Transcriptional activation of low density lipoprotein receptor gene by angiotensin-converting enzyme inhibitors and Ca(2+)-channel blockers involves protein kinase C isoforms.

Block LH, Keul R, Crabos M, Ziesche R, Roth M.

Department of Medicine, University of Vienna, Austria.

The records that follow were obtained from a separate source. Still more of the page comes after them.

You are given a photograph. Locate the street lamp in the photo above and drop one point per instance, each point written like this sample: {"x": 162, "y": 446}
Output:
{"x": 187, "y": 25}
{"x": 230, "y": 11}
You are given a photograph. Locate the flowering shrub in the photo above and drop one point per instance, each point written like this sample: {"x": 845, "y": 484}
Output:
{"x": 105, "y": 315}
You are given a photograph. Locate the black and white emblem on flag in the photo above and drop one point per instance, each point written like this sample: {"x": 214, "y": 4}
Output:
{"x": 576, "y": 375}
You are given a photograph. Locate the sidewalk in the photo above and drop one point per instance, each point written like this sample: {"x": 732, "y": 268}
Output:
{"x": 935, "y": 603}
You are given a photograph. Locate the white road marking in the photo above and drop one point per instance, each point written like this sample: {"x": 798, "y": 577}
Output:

The pharmacological potency of angiotensin-converting enzyme (ACE) inhibitors (lisinopril and enalaprilat) on the transcription of low density lipoprotein receptor and 3-hydroxy-3-methylglutaryl-CoA reductase genes was examined in human vascular smooth muscle cells and compared with the action of Ca(2+)-channel blockers (manidipine, verapamil, and diltiazem). Analogous to Ca(2+)-channel blockers, nanomolar concentrations of enalaprilat or lisinopril stimulated the synthesis of low density lipoprotein receptor mRNA and amplified the transcription induced by recombinant platelet-derived growth factor BB. In contrast to Ca(2+)-channel blockers, ACE inhibitors did not alter the transcription of the 3-hydroxy-3-methylglutaryl-CoA reductase gene. Platelet-derived growth factor BB stimulated the translocation of delta and epsilon isoforms of protein kinase C. Similar to Ca(2+)-channel blockers, ACE inhibitors reduced the translocation of delta and epsilon isoforms of protein kinase C. Furthermore, ACE inhibitors and Ca(2+)-channel blockers inhibited platelet-derived growth factor BB-induced transcription of c-fos and c-jun genes. The findings suggest that increased de novo synthesis of mRNA low density lipoprotein receptor apparently involves the participation of delta and epsilon isoforms of protein kinase C and transcription factors c-Fos and c-Jun.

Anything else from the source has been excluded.